Le cas d’Andrea Kotarac, LFI, qui passe au RN, est-il un épiphénomène, comme le disent les Insoumis ?
Oui, le transfert de ce simple conseiller régional, prévu depuis avril, a été habilement révélé par le RN à 10 jours du scrutin. Mais cet épiphénomène souligne le caractère bancal de la position des Insoumis et résonne avec les études d’opinion qui montrent que les popularités de Pen et Mélenchon progressent de façon surprenante chacune dans le camp de l’autre. Cela dit, les sympathisants de LFI et du RN le sont pour des raisons philosophiques, des visions du monde aux antipodes. Seulement pour atteindre leur but politique ils combattent (sur le même ton) un même adversaire (présenté comme l’ennemi) : le libéralisme, incarné par Emmanuel Macron, et tout ce qui se dit pro Union Européenne.
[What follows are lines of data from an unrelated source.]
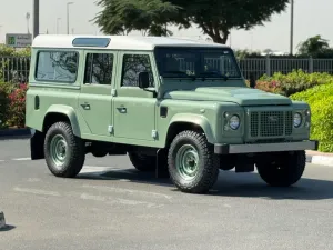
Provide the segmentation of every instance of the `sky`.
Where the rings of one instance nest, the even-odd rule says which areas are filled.
[[[102,34],[91,20],[101,10],[97,0],[71,0],[70,32],[75,34]],[[27,12],[30,13],[29,29],[32,31],[32,2],[33,0],[0,0],[0,43],[4,42],[6,33],[27,33]],[[40,33],[67,32],[67,2],[68,0],[40,0]],[[294,0],[294,51],[300,42],[310,37],[321,34],[333,44],[332,0]],[[264,50],[289,52],[290,50],[290,6],[285,12],[274,14],[270,22],[255,27],[251,31],[232,30],[228,44],[233,49]],[[171,29],[174,37],[191,39],[205,39],[201,29],[192,27],[179,31]],[[134,32],[131,36],[140,36]]]

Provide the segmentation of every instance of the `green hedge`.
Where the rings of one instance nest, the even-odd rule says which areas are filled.
[[[317,86],[291,96],[311,107],[311,139],[320,141],[320,151],[333,152],[333,83]]]
[[[0,129],[24,128],[28,84],[0,82]]]
[[[256,81],[256,88],[290,97],[330,82],[333,82],[333,76],[329,73],[306,73],[302,70],[294,70],[287,74],[276,72],[272,77],[263,76]]]

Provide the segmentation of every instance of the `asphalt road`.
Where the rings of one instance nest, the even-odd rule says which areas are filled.
[[[185,194],[127,157],[88,157],[75,179],[29,160],[28,140],[0,141],[6,250],[333,249],[333,168],[309,164],[293,188],[221,172],[210,194]]]

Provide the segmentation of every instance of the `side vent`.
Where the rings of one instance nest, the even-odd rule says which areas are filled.
[[[168,107],[160,108],[160,117],[162,117],[162,118],[168,117]]]
[[[40,102],[40,101],[39,101],[39,96],[36,96],[36,97],[34,97],[34,110],[39,110],[39,106],[40,106],[39,102]]]

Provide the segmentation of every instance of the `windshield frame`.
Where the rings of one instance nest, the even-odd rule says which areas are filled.
[[[204,71],[200,71],[198,74],[194,74],[194,76],[188,76],[188,77],[181,77],[181,76],[168,76],[168,77],[164,77],[160,70],[161,70],[161,67],[160,67],[160,62],[159,62],[159,59],[160,59],[160,53],[163,53],[163,50],[164,51],[170,51],[172,53],[174,53],[174,51],[180,51],[183,52],[183,53],[186,53],[186,52],[192,52],[193,50],[194,51],[198,51],[199,53],[202,52],[209,52],[209,53],[223,53],[224,51],[228,51],[231,56],[230,56],[230,59],[232,60],[232,63],[234,63],[234,70],[235,70],[235,73],[238,74],[236,77],[233,77],[233,76],[228,76],[228,79],[230,80],[240,80],[240,79],[243,79],[243,74],[241,72],[241,69],[240,69],[240,66],[239,66],[239,62],[236,61],[236,58],[234,56],[234,52],[231,48],[229,47],[210,47],[210,46],[157,46],[153,50],[153,54],[154,54],[154,60],[155,60],[155,64],[157,64],[157,70],[159,72],[159,76],[162,77],[163,79],[189,79],[189,80],[195,80],[195,79],[225,79],[225,76],[221,76],[221,77],[216,77],[216,76],[202,76],[202,73],[204,73]],[[200,59],[199,59],[202,63],[202,60],[203,60],[203,57],[202,54],[200,56]],[[201,64],[202,66],[202,64]],[[202,68],[202,67],[200,67]]]

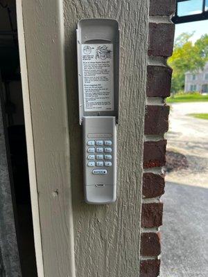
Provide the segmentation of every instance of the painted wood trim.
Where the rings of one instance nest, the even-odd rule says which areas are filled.
[[[26,53],[26,41],[24,37],[24,28],[22,14],[21,0],[16,2],[17,19],[19,60],[21,67],[21,87],[24,102],[24,113],[26,126],[26,137],[27,144],[27,155],[29,171],[30,190],[33,215],[33,224],[36,265],[38,277],[44,277],[44,268],[42,260],[42,242],[40,225],[38,193],[36,179],[36,167],[34,153],[34,142],[31,118],[31,107],[30,100],[29,84],[28,77],[28,65]]]
[[[74,244],[78,277],[139,275],[144,122],[149,1],[64,0]],[[78,125],[76,28],[84,18],[112,18],[121,28],[117,199],[84,202],[82,127]]]
[[[17,1],[38,277],[74,277],[62,3]]]

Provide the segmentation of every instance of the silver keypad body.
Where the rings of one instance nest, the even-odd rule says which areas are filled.
[[[86,116],[83,124],[85,200],[89,204],[114,202],[116,192],[115,117]],[[94,148],[94,152],[91,148]]]

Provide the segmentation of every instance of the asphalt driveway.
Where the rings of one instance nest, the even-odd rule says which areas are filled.
[[[186,155],[189,168],[167,174],[160,277],[208,276],[208,102],[171,105],[167,148]]]
[[[208,276],[208,189],[166,183],[160,277]]]
[[[208,113],[208,102],[171,106],[167,149],[185,154],[189,167],[169,173],[166,180],[208,188],[208,120],[188,115],[192,113]]]

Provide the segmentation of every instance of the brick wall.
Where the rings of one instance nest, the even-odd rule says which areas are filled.
[[[159,274],[161,253],[159,226],[162,224],[164,193],[162,167],[166,163],[172,70],[167,57],[172,55],[174,24],[171,21],[175,0],[150,0],[148,64],[144,126],[143,201],[141,210],[140,277]]]

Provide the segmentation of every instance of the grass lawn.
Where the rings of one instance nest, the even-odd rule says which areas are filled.
[[[208,120],[208,114],[189,114],[188,116],[195,117],[196,118]]]
[[[180,102],[208,102],[208,94],[202,96],[199,93],[191,94],[179,94],[173,98],[172,96],[167,98],[167,103],[176,103]]]

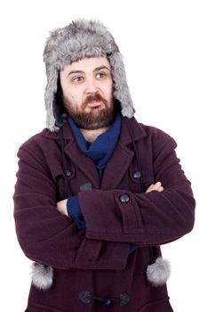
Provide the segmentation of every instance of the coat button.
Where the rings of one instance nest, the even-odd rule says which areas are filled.
[[[66,176],[67,176],[67,177],[71,177],[71,176],[72,176],[72,171],[70,171],[70,170],[66,170]]]
[[[132,177],[133,177],[133,178],[135,178],[135,179],[139,179],[139,177],[141,177],[140,171],[134,171],[134,172],[132,173]]]
[[[121,195],[120,201],[123,203],[126,203],[130,201],[130,197],[127,194]]]

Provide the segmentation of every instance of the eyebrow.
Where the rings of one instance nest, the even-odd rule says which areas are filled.
[[[111,71],[110,69],[108,69],[107,66],[100,66],[100,67],[97,67],[95,68],[92,71],[93,72],[96,72],[96,71],[99,71],[99,70],[107,70],[108,71]],[[71,70],[68,74],[68,77],[69,75],[72,75],[72,74],[84,74],[84,71],[83,70]]]

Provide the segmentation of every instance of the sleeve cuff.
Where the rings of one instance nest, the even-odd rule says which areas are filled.
[[[79,206],[78,196],[68,197],[67,201],[67,211],[78,228],[86,228],[85,221]]]

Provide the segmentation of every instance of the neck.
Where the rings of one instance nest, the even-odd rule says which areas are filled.
[[[84,136],[85,141],[92,143],[96,140],[96,138],[100,135],[106,132],[108,129],[108,127],[100,127],[100,129],[94,129],[94,130],[86,130],[86,129],[80,128],[80,131],[82,135]]]

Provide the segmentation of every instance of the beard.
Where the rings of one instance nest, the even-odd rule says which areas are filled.
[[[101,101],[102,105],[98,108],[90,108],[90,111],[85,111],[88,103],[93,101]],[[63,99],[65,109],[69,117],[73,119],[78,127],[86,130],[94,130],[105,127],[109,127],[114,122],[117,111],[115,109],[113,95],[107,101],[100,94],[90,95],[83,103],[80,108],[75,103]]]

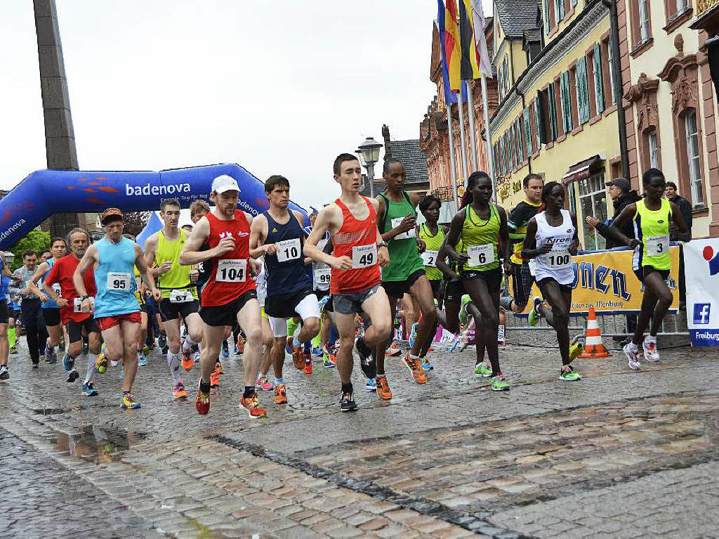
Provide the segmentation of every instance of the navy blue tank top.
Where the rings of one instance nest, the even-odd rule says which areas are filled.
[[[274,243],[277,253],[265,255],[267,271],[267,297],[293,294],[301,290],[312,289],[312,283],[307,276],[304,245],[304,230],[290,212],[290,220],[280,225],[273,219],[269,212],[264,215],[267,219],[267,237],[265,243]]]

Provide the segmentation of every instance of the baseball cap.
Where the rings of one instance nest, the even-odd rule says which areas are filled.
[[[237,191],[239,192],[239,186],[234,178],[226,174],[219,176],[212,181],[212,192],[224,193],[226,191]]]
[[[631,191],[631,184],[629,183],[629,180],[626,178],[615,178],[613,180],[610,180],[605,185],[607,187],[611,187],[613,185],[615,185],[622,191]]]
[[[113,221],[124,221],[122,212],[117,208],[108,208],[100,215],[100,222],[103,225],[107,225]]]

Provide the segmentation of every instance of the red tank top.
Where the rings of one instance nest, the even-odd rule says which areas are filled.
[[[222,221],[211,212],[207,214],[210,235],[207,243],[211,249],[223,237],[234,238],[234,249],[219,258],[211,258],[212,269],[202,289],[202,307],[221,307],[237,299],[245,292],[255,290],[255,281],[247,275],[249,269],[249,225],[244,212],[234,210],[234,219]]]
[[[332,268],[331,294],[361,292],[382,282],[377,263],[377,214],[370,199],[366,196],[362,199],[370,209],[370,216],[363,221],[356,219],[339,199],[334,201],[342,210],[342,227],[332,235],[332,254],[349,256],[352,268],[347,271]]]

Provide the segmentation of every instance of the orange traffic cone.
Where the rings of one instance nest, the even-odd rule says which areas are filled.
[[[585,351],[580,358],[605,358],[609,355],[607,348],[602,342],[602,334],[599,331],[599,323],[597,322],[597,313],[594,307],[589,308],[589,317],[587,319],[587,335],[585,339]]]

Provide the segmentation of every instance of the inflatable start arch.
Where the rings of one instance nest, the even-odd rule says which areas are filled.
[[[265,184],[234,163],[167,171],[96,172],[37,171],[0,199],[0,250],[6,250],[54,213],[101,212],[116,207],[137,212],[160,209],[162,199],[175,198],[182,207],[198,199],[209,200],[212,181],[221,174],[239,186],[239,207],[252,215],[270,207]],[[293,202],[291,209],[307,212]]]

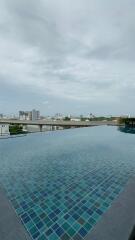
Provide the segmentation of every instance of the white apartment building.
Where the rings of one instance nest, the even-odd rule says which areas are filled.
[[[0,124],[0,136],[8,136],[9,132],[9,124]]]

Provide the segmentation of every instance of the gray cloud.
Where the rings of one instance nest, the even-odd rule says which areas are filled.
[[[21,91],[42,111],[48,101],[52,112],[131,111],[134,11],[133,0],[1,0],[1,97],[15,109]]]

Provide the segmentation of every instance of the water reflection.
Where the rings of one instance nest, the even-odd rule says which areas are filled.
[[[120,127],[118,127],[118,130],[120,132],[124,132],[124,133],[135,134],[135,128],[133,128],[133,127],[120,126]]]

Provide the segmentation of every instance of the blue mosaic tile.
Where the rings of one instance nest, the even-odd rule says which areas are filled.
[[[31,238],[84,239],[135,174],[134,140],[102,127],[1,141],[0,183]]]

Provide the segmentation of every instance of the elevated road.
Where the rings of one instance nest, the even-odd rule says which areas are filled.
[[[1,124],[21,124],[21,125],[37,125],[37,126],[69,126],[69,127],[91,127],[100,125],[117,125],[114,121],[63,121],[63,120],[13,120],[13,119],[0,119]]]

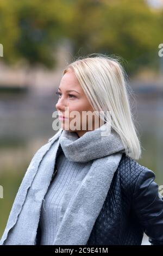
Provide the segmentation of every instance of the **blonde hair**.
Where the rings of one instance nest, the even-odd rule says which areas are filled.
[[[115,58],[92,54],[96,53],[68,64],[62,76],[71,69],[94,110],[110,112],[111,127],[120,136],[126,155],[137,160],[141,150],[129,105],[126,74]]]

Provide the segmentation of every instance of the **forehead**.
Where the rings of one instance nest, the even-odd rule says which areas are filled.
[[[82,87],[77,78],[72,71],[66,72],[61,80],[59,88],[65,89],[65,87],[67,89],[72,89],[76,88],[76,89],[78,88],[79,90],[82,90]]]

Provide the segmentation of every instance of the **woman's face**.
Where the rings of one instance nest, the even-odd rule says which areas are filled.
[[[93,109],[72,70],[68,70],[63,76],[57,93],[59,95],[59,99],[55,106],[58,114],[67,118],[64,120],[60,119],[63,130],[72,132],[76,131],[79,137],[81,137],[88,130],[94,130],[94,115],[92,115],[92,119],[86,118],[85,120],[85,118],[82,118],[83,112],[91,111],[93,112]],[[72,111],[77,112],[78,115],[70,117],[70,114]],[[73,119],[76,119],[76,122],[71,122]],[[90,120],[92,121],[92,128],[88,129],[88,121],[90,121]],[[79,122],[80,122],[79,124]],[[84,130],[82,129],[82,122],[83,124],[84,123],[86,125],[86,129]],[[73,128],[72,130],[72,125],[76,127],[77,123],[79,126],[77,128]]]

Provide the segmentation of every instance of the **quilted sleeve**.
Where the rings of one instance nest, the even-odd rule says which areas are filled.
[[[151,245],[163,245],[163,197],[154,181],[154,172],[142,167],[134,188],[133,209]]]

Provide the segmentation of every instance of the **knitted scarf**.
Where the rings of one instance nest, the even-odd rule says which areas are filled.
[[[106,124],[78,137],[60,129],[35,154],[14,202],[1,245],[36,244],[41,207],[50,185],[60,145],[74,162],[92,161],[71,198],[53,245],[86,245],[99,214],[124,148],[112,128],[102,136]]]

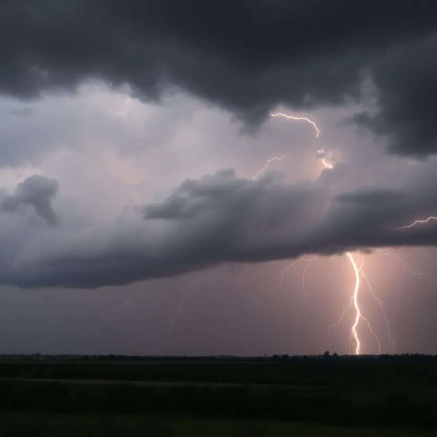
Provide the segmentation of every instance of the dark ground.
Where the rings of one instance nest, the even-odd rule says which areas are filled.
[[[436,388],[431,357],[0,361],[0,435],[435,435]]]

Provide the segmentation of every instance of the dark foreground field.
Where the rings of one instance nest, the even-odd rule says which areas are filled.
[[[436,371],[434,360],[2,363],[0,435],[435,435]]]
[[[0,412],[0,435],[6,437],[432,437],[428,430],[334,427],[311,423],[205,420],[168,416],[47,414]]]

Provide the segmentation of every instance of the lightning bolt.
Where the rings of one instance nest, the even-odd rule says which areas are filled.
[[[320,130],[317,128],[317,126],[316,125],[316,123],[314,121],[310,120],[309,118],[307,118],[306,117],[295,117],[293,115],[287,115],[285,114],[282,114],[281,112],[279,112],[277,113],[277,114],[271,114],[271,115],[272,115],[272,117],[277,117],[278,116],[281,116],[281,117],[285,117],[286,118],[287,118],[288,119],[291,119],[292,120],[305,120],[305,121],[308,121],[309,123],[310,123],[314,127],[314,128],[316,129],[316,132],[317,132],[317,134],[316,134],[316,137],[319,136],[319,134],[320,133]],[[319,153],[324,153],[324,151],[323,149],[319,149],[318,151]],[[277,158],[276,159],[277,159]],[[275,159],[275,158],[272,158],[272,160],[273,160],[274,159]],[[270,161],[267,162],[267,165],[268,164],[269,162],[270,162]],[[330,164],[329,164],[328,163],[326,162],[326,158],[324,157],[322,158],[322,162],[323,165],[323,166],[325,168],[332,169],[333,168],[333,166],[332,165],[330,165]],[[265,168],[265,167],[264,167],[264,169]],[[258,173],[257,173],[257,174]],[[255,177],[256,177],[256,176],[257,175],[255,175]],[[253,179],[254,179],[255,177],[254,177]],[[354,270],[354,273],[355,278],[355,286],[354,287],[352,296],[350,298],[350,299],[349,301],[349,303],[346,306],[346,307],[343,309],[343,313],[342,313],[341,316],[340,316],[340,318],[338,319],[338,321],[337,321],[337,323],[335,323],[334,325],[332,325],[331,326],[329,327],[329,329],[328,330],[328,333],[329,333],[332,328],[333,328],[334,326],[336,326],[337,325],[338,325],[338,324],[340,323],[342,319],[343,318],[344,315],[347,313],[349,311],[350,309],[351,309],[352,308],[353,308],[354,309],[355,316],[354,323],[352,325],[352,327],[351,328],[350,335],[349,336],[350,347],[351,347],[351,342],[352,340],[353,339],[355,343],[355,354],[357,355],[360,354],[361,353],[361,342],[360,340],[360,338],[358,336],[358,332],[357,331],[357,328],[358,327],[358,324],[360,323],[360,320],[362,320],[366,322],[371,333],[376,340],[378,344],[378,347],[379,350],[379,352],[380,353],[381,353],[381,342],[379,340],[379,339],[378,338],[376,335],[375,334],[375,333],[372,330],[371,326],[371,324],[369,320],[366,317],[365,317],[363,315],[363,312],[364,312],[364,310],[361,308],[359,303],[358,303],[358,295],[360,291],[360,289],[361,287],[361,283],[362,282],[363,279],[364,279],[365,280],[368,286],[369,289],[370,289],[372,296],[373,296],[374,298],[376,300],[377,302],[378,302],[378,304],[380,306],[380,307],[383,311],[384,316],[384,319],[385,321],[386,326],[387,327],[387,331],[388,334],[389,340],[390,341],[392,345],[392,350],[393,351],[393,352],[394,352],[395,348],[395,344],[392,340],[391,334],[390,331],[390,326],[388,324],[388,323],[387,321],[385,311],[383,306],[383,305],[384,305],[384,303],[382,302],[382,301],[381,301],[380,299],[379,299],[378,298],[376,297],[375,292],[373,291],[373,288],[372,288],[372,286],[371,285],[370,282],[369,280],[369,278],[363,271],[363,267],[364,266],[364,257],[361,256],[361,266],[359,267],[357,265],[357,263],[356,263],[355,260],[354,260],[354,257],[352,256],[352,254],[350,253],[350,252],[346,252],[346,255],[347,256],[351,264],[352,265]],[[304,295],[306,296],[306,295],[305,292],[305,274],[306,273],[307,270],[308,270],[308,268],[309,267],[310,264],[311,264],[310,261],[316,259],[317,257],[316,257],[315,258],[311,258],[311,259],[301,258],[298,260],[296,260],[295,261],[292,262],[291,263],[288,267],[287,267],[286,268],[284,269],[282,271],[281,273],[281,281],[279,282],[279,285],[277,287],[277,288],[276,289],[276,290],[278,290],[281,286],[282,284],[282,281],[284,279],[284,274],[285,273],[285,272],[286,272],[287,270],[288,270],[290,268],[291,268],[291,267],[294,264],[295,264],[297,262],[298,262],[298,261],[302,260],[308,261],[309,262],[308,264],[307,265],[306,267],[305,267],[305,268],[304,270],[302,276],[302,283],[303,288],[304,294]],[[332,259],[332,257],[331,257],[330,258],[330,259],[331,259],[331,261],[333,262],[333,270],[331,271],[329,274],[332,273],[332,271],[333,271],[333,268],[334,267],[333,264],[333,260]]]
[[[426,220],[416,220],[414,223],[412,223],[411,225],[407,225],[406,226],[401,226],[399,228],[395,228],[395,230],[396,231],[399,231],[400,229],[406,229],[408,228],[412,228],[413,226],[415,226],[418,223],[428,223],[430,220],[437,220],[437,217],[434,217],[431,216],[431,217],[428,217],[426,219]]]
[[[117,310],[119,309],[122,306],[124,306],[125,305],[128,305],[130,303],[131,303],[134,299],[135,299],[135,298],[138,295],[140,291],[141,291],[141,290],[142,288],[142,286],[144,284],[144,283],[143,282],[140,286],[140,288],[138,289],[138,291],[133,295],[133,296],[132,296],[132,297],[131,298],[131,299],[128,302],[125,302],[124,303],[122,303],[121,305],[120,305],[115,308],[113,308],[112,311],[111,312],[111,315],[112,316],[112,313],[114,312],[114,311],[116,311]]]
[[[280,115],[281,117],[284,117],[286,118],[288,118],[289,120],[290,119],[291,120],[305,120],[305,121],[308,121],[309,123],[311,123],[314,126],[314,128],[317,132],[316,135],[316,137],[319,136],[319,134],[320,133],[320,131],[316,125],[316,123],[314,121],[312,121],[309,118],[307,118],[306,117],[294,117],[293,115],[287,115],[284,114],[282,114],[282,112],[278,112],[277,114],[271,114],[270,115],[272,117],[278,117]]]
[[[432,279],[433,281],[437,282],[437,278],[435,278],[433,276],[431,276],[426,273],[415,272],[413,270],[412,270],[407,265],[404,260],[397,253],[395,253],[394,252],[392,252],[391,250],[388,252],[384,252],[383,250],[381,250],[380,249],[378,249],[376,251],[380,253],[383,253],[384,255],[392,255],[394,257],[395,257],[401,262],[402,265],[411,274],[412,276],[414,276],[415,275],[418,276],[426,276],[427,277],[429,278],[430,279]]]
[[[255,180],[255,178],[260,173],[262,173],[267,167],[268,166],[269,164],[272,161],[282,161],[284,158],[287,156],[287,153],[283,155],[281,158],[278,158],[277,156],[274,156],[273,158],[271,158],[268,161],[267,161],[267,163],[266,164],[265,166],[263,167],[260,170],[257,171],[256,173],[255,173],[255,176],[252,178],[252,180]]]
[[[358,267],[357,264],[356,262],[354,259],[354,257],[352,256],[352,254],[350,252],[347,252],[346,254],[347,257],[349,260],[354,270],[354,274],[355,280],[355,286],[354,288],[352,295],[350,298],[349,303],[343,309],[343,311],[341,315],[340,316],[340,318],[338,319],[336,323],[334,323],[333,325],[331,325],[329,327],[329,329],[328,330],[328,334],[330,333],[331,329],[339,325],[343,319],[343,318],[344,317],[345,315],[348,313],[353,308],[354,310],[355,315],[354,324],[350,329],[350,335],[349,337],[349,340],[350,340],[350,348],[351,348],[352,347],[351,343],[353,339],[353,340],[354,341],[355,344],[354,352],[355,354],[360,355],[361,353],[361,341],[360,340],[359,337],[358,336],[358,332],[357,332],[357,328],[358,327],[360,321],[363,320],[366,323],[366,324],[367,325],[370,333],[376,340],[378,344],[378,349],[379,350],[379,353],[382,353],[381,341],[380,341],[378,336],[375,333],[375,332],[372,329],[371,325],[369,319],[367,317],[365,317],[363,315],[363,313],[364,312],[367,312],[365,311],[358,302],[358,294],[360,292],[360,289],[361,288],[362,280],[363,278],[364,278],[365,279],[368,285],[369,289],[372,294],[372,295],[378,302],[378,304],[379,305],[380,307],[383,312],[383,314],[384,314],[384,320],[385,322],[386,326],[387,326],[388,339],[392,344],[392,350],[394,353],[396,345],[392,340],[391,333],[390,330],[390,325],[387,320],[385,310],[384,309],[384,306],[383,306],[383,305],[385,304],[382,302],[382,301],[378,298],[377,297],[375,292],[373,291],[371,285],[370,284],[368,277],[364,272],[363,270],[364,267],[364,257],[363,257],[362,255],[361,256],[361,265]],[[388,305],[386,305],[386,306]]]
[[[175,319],[176,317],[177,317],[177,315],[179,313],[179,310],[180,309],[180,307],[184,305],[184,300],[185,298],[185,296],[187,293],[188,293],[190,289],[191,288],[191,285],[194,283],[194,281],[196,280],[196,275],[194,275],[194,277],[193,278],[193,280],[188,284],[188,287],[187,287],[187,289],[185,290],[185,292],[182,295],[182,298],[180,301],[180,303],[179,304],[179,306],[177,307],[177,309],[176,310],[176,314],[175,314],[173,318],[171,319],[170,322],[170,324],[168,327],[168,333],[171,335],[171,328],[173,326],[173,323],[174,323]]]
[[[284,280],[284,274],[288,270],[289,270],[296,263],[298,263],[300,261],[308,261],[308,266],[309,265],[309,263],[312,261],[314,261],[314,260],[316,260],[318,257],[315,257],[314,258],[300,258],[298,260],[295,260],[292,263],[290,263],[290,265],[288,267],[284,268],[281,273],[281,281],[279,281],[279,285],[273,290],[274,291],[277,291],[282,286],[282,281]],[[305,292],[305,272],[306,270],[308,268],[308,266],[305,268],[304,270],[303,274],[302,276],[302,282],[303,284],[304,287],[304,293]]]

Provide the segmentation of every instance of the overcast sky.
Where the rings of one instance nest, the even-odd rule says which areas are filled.
[[[0,352],[353,351],[348,251],[437,353],[437,10],[390,3],[2,2]]]

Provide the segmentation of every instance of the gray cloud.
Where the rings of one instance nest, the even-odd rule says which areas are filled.
[[[21,205],[31,205],[49,225],[55,226],[59,217],[53,211],[52,201],[57,193],[56,180],[34,174],[18,184],[13,194],[0,200],[0,211],[16,212]]]
[[[338,192],[333,186],[321,177],[290,184],[275,172],[253,181],[221,170],[185,181],[162,202],[146,205],[142,218],[27,236],[0,277],[24,287],[93,288],[222,263],[437,243],[433,223],[395,229],[435,210],[432,193],[413,195],[407,187]]]
[[[182,88],[254,124],[278,103],[302,109],[357,98],[360,72],[370,67],[380,110],[359,121],[389,136],[391,153],[424,156],[437,151],[428,98],[437,80],[436,7],[7,0],[0,91],[31,98],[103,79],[156,100]]]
L’ennemi, c’est plutôt le libéralisme économique pour LFI et le libéralisme politique pour le RN.
Mais pourquoi ce procès en convergence ?
Parce qu’en politique, la façon dont vous défendez vos idées, le ton avec lequel vous dénoncez le monde que vous voulez changer est performatif. C’est un acte politique en lui-même. Et là, les similitudes sont flagrantes. La stratégie du tumulte permanent, de l’affrontement, du tout ou rien, du dénigrement de la presse, l’opposition peuple/élite, les accents plus ou moins complotistes sont des méthodes communes à Le Pen et Mélenchon ou Ruffin. Les Gilets jaunes sont d’ailleurs la manifestation de cette possibilité de confluence. Mais les extrêmes ne finissent pas par se rejoindre parce que si les colères rouges et brunes peuvent dire ‘non’ ensemble, elles ne peuvent pas dire ’oui’ ensemble. Ajoutez-y une propension à vanter pour certains, en Syrie ou en Crimée, l’action de la Russie ou d’autres régimes autoritaires, le refus de JL.Mélenchon, dans l’entre-deux tours de 2017 de choisir entre Le Pen et Macron, leur slogan commun aujourd’hui, ‘tous sauf Macron’, le parallélisme saute alors aux yeux ! La pauvre Manon Aubry, venue du monde associatif et du libéralisme politique, n’est pas sur le modèle mélenchonien. Et c’est pour ça que les quelques responsables Insoumis, tenants d’une république souverainiste, quittent le parti depuis quelques mois. Pour 2017, Mélenchon avait lu la philosophe Chantal Mouffe et théorisé le populisme de gauche. Il préférait saluer la foule par un surprenant ‘salut les gens’ plutôt que par le traditionnel ‘camarade’. Le but avoué était de soustraire la masse des employés modestes, des ouvriers, des chômeurs, aux griffes du FN. La droite tente de les séduire en singeant l’extrême-droite sur le fond… LFI, en la singeant sur la forme, en occupant à fond la fonction tribunicienne et protestataire par la brutalité érudite qui caractérise JL.Mélenchon, comme en son temps JM.Le Pen. Maintenant il s’agit de rassembler le cœur de l’électorat Insoumis. C’est un cœur de gauche et humaniste. Le ton populiste n’est pas adapté pour ça. D’où le choix de Manon Aubry. Mais elle doit toujours se coltiner la rhétorique acrimonieuse de l’antagonisme constant du chef. Hier soir encore à Rouen, le vieux leader prononçait un discours fait d’anathèmes anti-élite, qui tranchait avec la radicalité posée de la tête de liste.